How long to keep tax records
Different rules apply to companies, landlords, sole traders, and individuals. Here are the minimums for each.
Quick answer
- Limited companies: at least 6 years from end of accounting period
- Self employed and landlords: 5 years 10 months from end of tax year
- Employees with simple PAYE only: 22 months from end of tax year
- Capital records (CGT base costs): until disposal plus 6 years
Why retention periods matter
HMRC can open enquiries up to four years after the end of the tax year (six years for negligence, twenty years for deliberate underpayment).
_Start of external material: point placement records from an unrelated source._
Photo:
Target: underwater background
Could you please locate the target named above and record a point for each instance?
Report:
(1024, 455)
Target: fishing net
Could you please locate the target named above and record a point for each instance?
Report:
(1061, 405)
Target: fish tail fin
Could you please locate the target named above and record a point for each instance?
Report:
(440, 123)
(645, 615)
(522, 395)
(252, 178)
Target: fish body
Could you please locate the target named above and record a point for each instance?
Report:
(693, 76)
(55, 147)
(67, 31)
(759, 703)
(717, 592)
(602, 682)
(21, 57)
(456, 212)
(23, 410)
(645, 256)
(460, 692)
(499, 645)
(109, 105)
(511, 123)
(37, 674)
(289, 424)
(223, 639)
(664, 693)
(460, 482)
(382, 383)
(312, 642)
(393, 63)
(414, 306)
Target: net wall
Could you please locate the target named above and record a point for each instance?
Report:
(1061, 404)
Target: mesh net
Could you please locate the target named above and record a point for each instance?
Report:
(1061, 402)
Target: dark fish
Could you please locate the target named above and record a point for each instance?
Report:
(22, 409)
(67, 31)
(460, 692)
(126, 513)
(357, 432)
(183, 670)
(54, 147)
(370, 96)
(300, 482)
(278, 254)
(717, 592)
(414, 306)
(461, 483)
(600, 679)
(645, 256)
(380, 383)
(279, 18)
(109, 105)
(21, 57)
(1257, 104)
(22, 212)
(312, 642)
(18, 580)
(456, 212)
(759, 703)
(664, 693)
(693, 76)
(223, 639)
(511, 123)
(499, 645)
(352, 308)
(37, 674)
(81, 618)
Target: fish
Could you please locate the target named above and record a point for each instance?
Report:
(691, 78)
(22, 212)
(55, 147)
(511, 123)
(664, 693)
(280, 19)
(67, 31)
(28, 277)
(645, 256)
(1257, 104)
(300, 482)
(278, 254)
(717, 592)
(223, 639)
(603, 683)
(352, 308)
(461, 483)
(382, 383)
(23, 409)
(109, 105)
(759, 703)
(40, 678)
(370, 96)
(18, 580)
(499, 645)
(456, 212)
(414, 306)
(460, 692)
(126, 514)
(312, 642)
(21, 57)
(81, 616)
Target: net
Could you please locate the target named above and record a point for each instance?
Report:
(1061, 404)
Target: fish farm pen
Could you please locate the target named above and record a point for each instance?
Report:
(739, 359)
Without records, you can't defend the figures you reported.
By taxpayer type
Limited companies
- At least 6 years from the end of the accounting period
- Includes statutory accounts, computations, supporting records
- Companies House filings: same period
Self employed and landlords
- At least 5 years and 10 months from the end of the tax year
- So records for the 2024/25 tax year must be kept until 31 January 2031
Employees with simple PAYE only
- At least 22 months from the end of the tax year
- Includes P60s, P11Ds, payslips
VAT-registered businesses
- At least 6 years from the end of the period
- Includes VAT invoices, returns, and supporting calculations
Employers (payroll)
- At least 3 years from the end of the tax year
- Most employers keep 6 years to align with other rules
Capital records — different rule
For Capital Gains Tax purposes, keep records of asset purchases, improvements, and dispositions until 6 years after the disposal. So if you bought a property in 2010 and sold it in 2024, keep the records until 2030 — even though the income tax retention period is much shorter.
Don't dispose early
Always pick the longest applicable rule. If you're a landlord and an employer, keep landlord records for 5 years 10 months and payroll for 3 years — but it's safer to keep everything for 6 years and flush together once a year.
Digital records count
You don't need to keep paper. Scanned PDFs with date, supplier, and reference are accepted by HMRC, as long as they're complete and accessible. Just make sure you have backups.